Saturday, September 27, 2008

Hiking in the dark

Sometimes I end up walking, misjudging the distance, and the hike turns into a night hike without planning for one. Occasionally we have planned to walk in the dark. When I was young, living in a small town, the electricity would go off regularly. Sometimes we would be sitting in the movie theater when the lights went out and the movie came to a grinding halt. We would all sit there and clap and yell, but eventually the novelty would wear off and we would file out and walk home. I had to walk up a long hill and it is amazing how dark it is outside with little or no ambient light. The only way I could make sure I didn't fall in a ditch, was to walk with one foot on the pavement and one foot off on the side of the road. It was so dark I really couldn't see my feet.

Maybe it was the darkness of the Colorado Plateau that made me unafraid of the dark and let me know that if you keep walking you will eventually get home or fall into or bump into something. It didn't really matter what happened. One of the more memorable dark night episodes occurred at the Dugway Proving Ground in the salt desert of Utah. At the time, I was being trained as an Army Ranger and I guess they thought it might be a good idea for us to wander around in the dark for a while, just in case we ever had to fight in the dark or anything. So they loaded us all up and trucked us out to the salt desert. It is dark out there at night and I would assume that they chose a night when the moon was supposed to come up pretty late. We were put in teams of two or three and given a compass bearing and a distance. We were supposed to find the next compass bearing and distance at the destination.

We took off in the direction we were supposed to go, walking out across the almost flat and very empty desert. When we had gone the distance, we found the next set of directions, but there was one small problem, back in those pre-digital days, it was too dark to see the directions, or see our compass or even tell what time it was. Every team had a different goal so we weren't all standing around in a group, but we could hear for miles and everybody was having a similar experience. We were on a tiny little hill, mostly just a rise in the ground, and couldn't see a thing. We could barely make out our hands in front of our faces. Looking to the East, I could see a glow on the horizon. I figured if we waited long enough, they would get tired of waiting for us or moon would come up and we would be able to read everything. It is quite interesting standing in the middle of an almost flat desert waiting for the moon to rise. It is amazing how slow the earth turns.

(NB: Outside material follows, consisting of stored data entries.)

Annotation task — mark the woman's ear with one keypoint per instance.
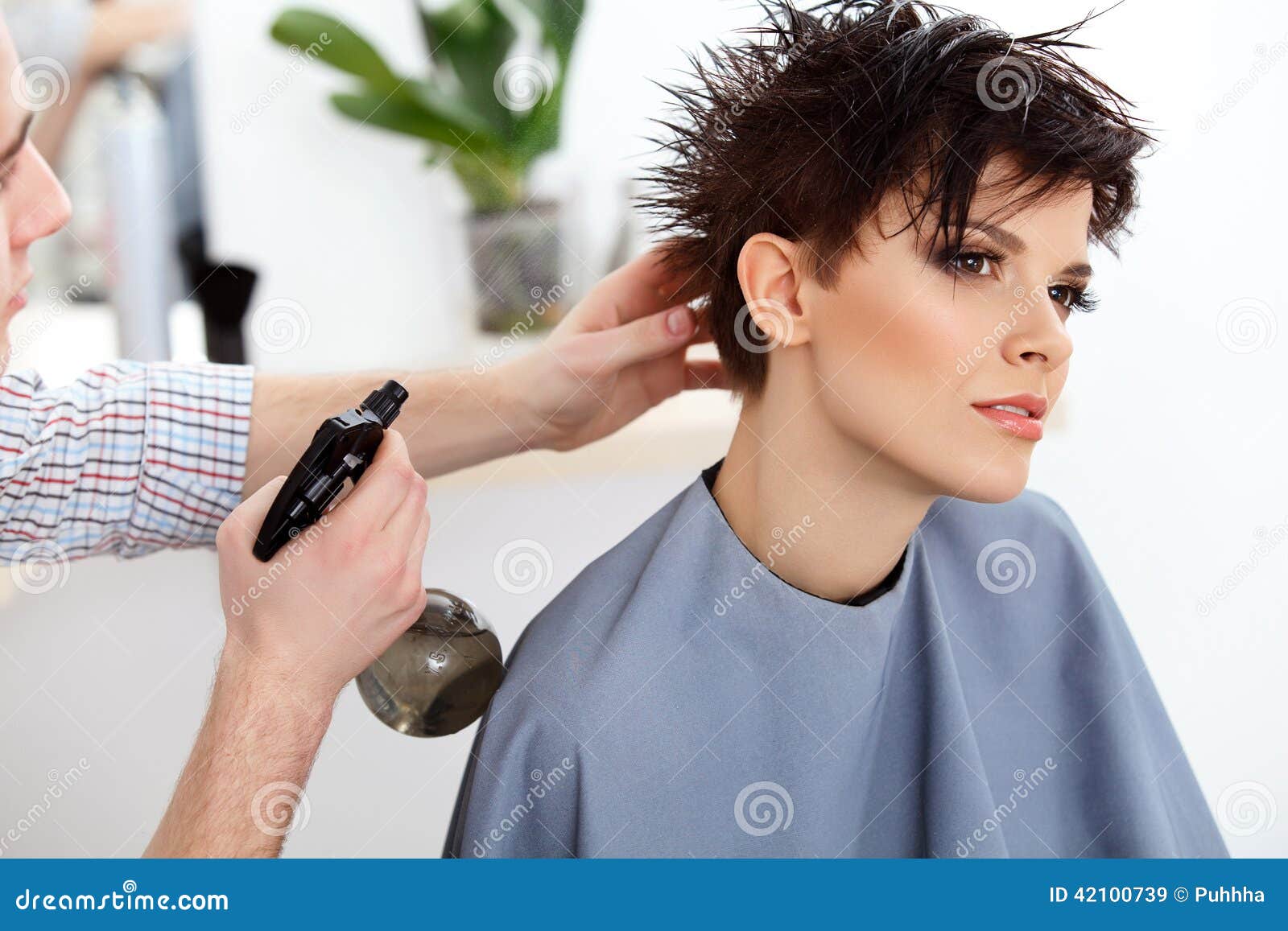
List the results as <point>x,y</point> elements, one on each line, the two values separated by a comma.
<point>770,281</point>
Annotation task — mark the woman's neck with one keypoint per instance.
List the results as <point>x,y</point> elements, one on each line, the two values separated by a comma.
<point>822,513</point>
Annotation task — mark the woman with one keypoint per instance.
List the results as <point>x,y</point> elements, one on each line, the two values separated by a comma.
<point>858,635</point>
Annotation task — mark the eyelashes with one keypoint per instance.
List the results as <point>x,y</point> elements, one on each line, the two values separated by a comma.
<point>1081,299</point>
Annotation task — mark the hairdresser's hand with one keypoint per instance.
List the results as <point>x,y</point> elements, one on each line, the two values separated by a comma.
<point>335,598</point>
<point>620,352</point>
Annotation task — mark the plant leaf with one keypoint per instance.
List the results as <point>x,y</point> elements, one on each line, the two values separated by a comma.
<point>406,115</point>
<point>336,44</point>
<point>474,39</point>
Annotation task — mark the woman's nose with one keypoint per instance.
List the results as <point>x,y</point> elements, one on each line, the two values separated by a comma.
<point>42,206</point>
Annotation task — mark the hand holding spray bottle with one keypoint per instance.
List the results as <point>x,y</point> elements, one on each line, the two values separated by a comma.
<point>440,675</point>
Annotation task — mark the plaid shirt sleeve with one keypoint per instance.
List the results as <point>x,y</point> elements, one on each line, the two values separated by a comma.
<point>128,459</point>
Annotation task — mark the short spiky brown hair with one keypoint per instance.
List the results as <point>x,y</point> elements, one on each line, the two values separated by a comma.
<point>807,126</point>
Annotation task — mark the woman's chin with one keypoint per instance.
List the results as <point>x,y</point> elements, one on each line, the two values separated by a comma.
<point>992,484</point>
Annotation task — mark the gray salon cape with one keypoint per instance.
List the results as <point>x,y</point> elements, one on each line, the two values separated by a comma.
<point>679,699</point>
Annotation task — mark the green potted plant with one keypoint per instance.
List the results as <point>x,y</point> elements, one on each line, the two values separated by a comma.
<point>485,109</point>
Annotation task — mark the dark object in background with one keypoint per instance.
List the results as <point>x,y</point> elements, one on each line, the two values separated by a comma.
<point>223,293</point>
<point>440,676</point>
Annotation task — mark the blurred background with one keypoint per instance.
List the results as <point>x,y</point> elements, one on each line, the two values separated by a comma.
<point>246,188</point>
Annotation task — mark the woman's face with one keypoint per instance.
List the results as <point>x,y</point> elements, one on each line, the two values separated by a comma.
<point>32,203</point>
<point>911,352</point>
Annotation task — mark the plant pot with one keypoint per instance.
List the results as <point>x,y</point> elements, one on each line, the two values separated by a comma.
<point>517,263</point>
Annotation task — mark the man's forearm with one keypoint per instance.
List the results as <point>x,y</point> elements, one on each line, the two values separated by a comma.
<point>245,777</point>
<point>451,420</point>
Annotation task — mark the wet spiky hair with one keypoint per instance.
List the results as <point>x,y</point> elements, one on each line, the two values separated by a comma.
<point>804,129</point>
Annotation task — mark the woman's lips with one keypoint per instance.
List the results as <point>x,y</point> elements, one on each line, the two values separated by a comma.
<point>1024,428</point>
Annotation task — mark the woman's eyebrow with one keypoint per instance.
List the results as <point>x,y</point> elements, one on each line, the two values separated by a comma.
<point>16,146</point>
<point>1017,245</point>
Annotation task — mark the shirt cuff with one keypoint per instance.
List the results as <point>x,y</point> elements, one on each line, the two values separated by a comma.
<point>193,456</point>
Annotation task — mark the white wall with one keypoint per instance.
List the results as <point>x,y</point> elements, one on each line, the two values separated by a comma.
<point>1171,457</point>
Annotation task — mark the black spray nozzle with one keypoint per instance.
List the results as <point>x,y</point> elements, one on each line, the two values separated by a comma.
<point>386,402</point>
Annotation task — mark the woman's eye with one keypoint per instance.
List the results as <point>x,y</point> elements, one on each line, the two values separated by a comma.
<point>1073,298</point>
<point>972,263</point>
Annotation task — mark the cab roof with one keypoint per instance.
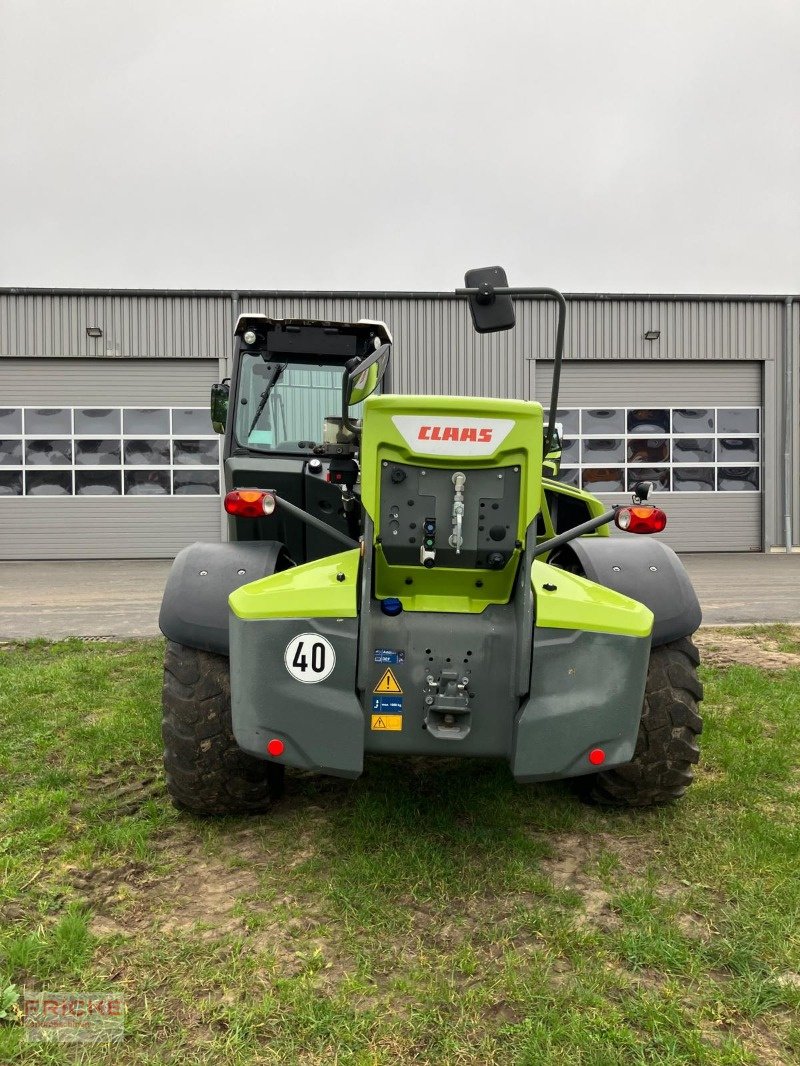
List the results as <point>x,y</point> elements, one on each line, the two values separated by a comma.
<point>364,329</point>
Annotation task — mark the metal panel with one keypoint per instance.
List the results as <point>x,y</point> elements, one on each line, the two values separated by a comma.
<point>698,521</point>
<point>93,528</point>
<point>600,326</point>
<point>106,528</point>
<point>113,382</point>
<point>133,326</point>
<point>706,521</point>
<point>609,327</point>
<point>655,384</point>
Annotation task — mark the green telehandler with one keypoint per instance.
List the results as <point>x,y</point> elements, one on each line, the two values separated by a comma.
<point>405,576</point>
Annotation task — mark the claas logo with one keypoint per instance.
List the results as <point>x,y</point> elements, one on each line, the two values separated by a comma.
<point>456,433</point>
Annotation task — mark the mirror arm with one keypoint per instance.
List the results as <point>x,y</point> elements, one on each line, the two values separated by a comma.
<point>484,295</point>
<point>349,368</point>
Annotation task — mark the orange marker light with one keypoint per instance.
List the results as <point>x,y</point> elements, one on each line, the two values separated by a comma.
<point>250,502</point>
<point>640,519</point>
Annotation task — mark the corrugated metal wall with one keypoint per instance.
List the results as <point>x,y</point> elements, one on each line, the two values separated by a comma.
<point>116,528</point>
<point>116,383</point>
<point>436,350</point>
<point>133,326</point>
<point>428,330</point>
<point>653,384</point>
<point>106,527</point>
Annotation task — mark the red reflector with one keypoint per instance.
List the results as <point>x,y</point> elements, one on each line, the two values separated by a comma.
<point>640,519</point>
<point>250,502</point>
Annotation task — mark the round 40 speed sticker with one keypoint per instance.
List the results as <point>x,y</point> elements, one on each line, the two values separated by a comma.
<point>309,658</point>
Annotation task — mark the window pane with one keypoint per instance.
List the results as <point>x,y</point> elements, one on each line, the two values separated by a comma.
<point>147,452</point>
<point>692,479</point>
<point>738,450</point>
<point>11,452</point>
<point>49,483</point>
<point>737,479</point>
<point>43,420</point>
<point>97,420</point>
<point>692,420</point>
<point>649,420</point>
<point>737,420</point>
<point>11,483</point>
<point>570,451</point>
<point>191,420</point>
<point>97,483</point>
<point>146,420</point>
<point>146,482</point>
<point>604,451</point>
<point>48,452</point>
<point>605,480</point>
<point>604,420</point>
<point>659,477</point>
<point>195,483</point>
<point>569,420</point>
<point>649,450</point>
<point>693,450</point>
<point>11,419</point>
<point>97,452</point>
<point>569,475</point>
<point>206,452</point>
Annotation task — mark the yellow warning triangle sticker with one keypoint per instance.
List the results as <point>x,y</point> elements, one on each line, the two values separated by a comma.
<point>388,684</point>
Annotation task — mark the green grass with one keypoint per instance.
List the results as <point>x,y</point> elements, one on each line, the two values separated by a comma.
<point>431,914</point>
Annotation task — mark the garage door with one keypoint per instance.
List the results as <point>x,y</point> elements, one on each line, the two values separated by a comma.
<point>107,458</point>
<point>693,429</point>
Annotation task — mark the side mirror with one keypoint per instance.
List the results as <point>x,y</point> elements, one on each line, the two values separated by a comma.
<point>365,377</point>
<point>220,396</point>
<point>491,313</point>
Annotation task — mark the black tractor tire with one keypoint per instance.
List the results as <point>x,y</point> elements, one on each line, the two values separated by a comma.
<point>667,745</point>
<point>206,771</point>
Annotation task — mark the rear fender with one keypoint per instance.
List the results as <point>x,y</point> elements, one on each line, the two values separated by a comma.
<point>645,570</point>
<point>194,609</point>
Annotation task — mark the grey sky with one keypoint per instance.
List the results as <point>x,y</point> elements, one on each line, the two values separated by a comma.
<point>623,145</point>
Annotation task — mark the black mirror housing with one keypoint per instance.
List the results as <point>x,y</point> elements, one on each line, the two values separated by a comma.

You can probably guess that the moon came up, or I probably wouldn't be telling this story. I can't remember what happened exactly, but I think the organizers got tired of waiting for everyone about 1:00 or 2:00 am and turned on a light and we all walked towards the light, got in our trucks and road back to the base. This must have been some sort-of standard Army experience because from time to time over the years I was in the Army, they would haul us out into the (fill in the blank) and let us try to find our way to (fill in another blank). The novelty of these experiences didn't last long, because before I was in the Army, I had already spent a considerable amount of time wandering around in the desert in the middle of the night. One time, we even swam across Saguaro Lake in the middle of the night. This is not an endorsement for doing things that aren't too bright, in the middle of the night in the desert, but it does cause me to think.

Usually, I start to think about these experiences when I read about someone who wanders away from a camp and gets lost. I could never figure this out. If it were daytime, you can see for miles in the desert and it would be hard to walk far enough so that you couldn't see where you started. Even in the night, there are few clouds and you can almost always see some kind of star which instantly tells you the direction. Even if you can only see a few stars, if you wait a while you can see them move and tell the major cardinal directions. Anyway, the wind always blows from the same direction in the Arizona and Utah at the same time of the year, so even if you can't see anything, if you can feel the wind you know what the directions are. If directions are important that is. It seems like from the time I was young, I had a map of Arizona and Utah in my head and I always knew exactly (or pretty close anyway) where I was.

One time I got disoriented in the middle of the night at Camp Geronimo, near Pine, Arizona. I was walking back to my camp and thought to take a short cut over a hill. When I got over the hill, I didn't know if I had come out above or below my campsite. I walked into another campsite and asked them the number of their site, which, by the way, none of them knew, and finally got an answer and immediately turned and walked to my own campsite.

OK, back to being lost. When I was in the Army in Kentucky and Washington state, I finally realized that with all those trees and bushes, if you got disoriented, it could take a while to find some way to see the sky or anything else for that matter. At least, I could now sympathize with some of the people that got lost.

One of my memorable night hikes was into the Superstition Mountains with a full moon. It was bright enough that we didn't need flashlights and I mostly remember walking through the huge cholla forests, it was like being on another planet. It is interesting but I can remember almost every foot of every trail I have ever hiked. (What a burden!!)